The court’s purpose in thus defining the statistically tiny incidence of such conditions was to avoid from the outset two further terminological confusions which are routinely exploited by gender activists, namely that the condition of being “transsexual” is somehow to be equated with being “inter-sexual”, and that, because determining sex at birth is not always entirely straightforward, sex is “assigned”, and not merely observed, in all cases.   

I say more about this below.     

The court’s definition of “transsexual people”

This, then, is the court’s definition of “transsexual people”:

Transsexual people are to be distinguished from inter-sexual people. Transsexual is the label given, not altogether happily, to a person who has the misfortune to be born with physical characteristics which are congruent but whose self-belief is incongruent.

Note that the label is given “not altogether happily” because of course no-one actually does “trans”, or cross over, to the opposite sex.
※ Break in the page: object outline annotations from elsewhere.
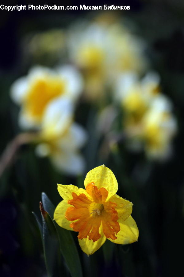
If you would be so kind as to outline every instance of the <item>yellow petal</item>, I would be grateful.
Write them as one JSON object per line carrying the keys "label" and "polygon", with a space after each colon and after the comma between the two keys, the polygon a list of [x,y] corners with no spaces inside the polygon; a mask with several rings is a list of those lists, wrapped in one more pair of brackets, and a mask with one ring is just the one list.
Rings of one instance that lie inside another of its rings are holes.
{"label": "yellow petal", "polygon": [[84,180],[85,187],[90,183],[93,182],[99,189],[105,187],[109,194],[107,200],[109,199],[117,191],[117,182],[112,171],[104,165],[95,167],[87,174]]}
{"label": "yellow petal", "polygon": [[103,244],[106,240],[102,228],[102,224],[99,228],[99,233],[101,237],[97,241],[94,243],[93,240],[90,240],[88,238],[79,239],[79,244],[82,251],[87,255],[91,255],[98,250]]}
{"label": "yellow petal", "polygon": [[57,184],[59,193],[64,200],[71,200],[73,199],[72,192],[75,192],[77,195],[81,193],[84,193],[88,198],[90,198],[88,194],[84,189],[79,188],[78,187],[73,185]]}
{"label": "yellow petal", "polygon": [[67,201],[63,200],[58,204],[54,211],[54,220],[55,220],[59,225],[67,230],[73,231],[70,227],[71,221],[69,221],[65,217],[66,211],[71,205],[68,204]]}
{"label": "yellow petal", "polygon": [[131,202],[124,199],[117,194],[113,195],[109,200],[117,205],[115,209],[117,212],[119,221],[126,220],[132,213],[133,204]]}
{"label": "yellow petal", "polygon": [[125,221],[118,220],[120,227],[120,231],[116,236],[116,239],[108,239],[112,242],[119,244],[128,244],[137,241],[139,236],[139,230],[134,219],[131,215]]}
Rather, as the court makes clear, “transsexual” people – in explicit contrast to “inter-sexual” people – are people who are unambiguously of one sex but who believe themselves to be of the opposite sex.

That is their “misfortune”, and it is one which, as the court later recognises, should elicit our sympathy and compassion.

But note that there is not the slightest suggestion here – nor is there one anywhere else in the court’s decision – that our sympathy and compassion for people like Mrs Bellinger should extend to validation, let alone celebration, of their “misfortune”.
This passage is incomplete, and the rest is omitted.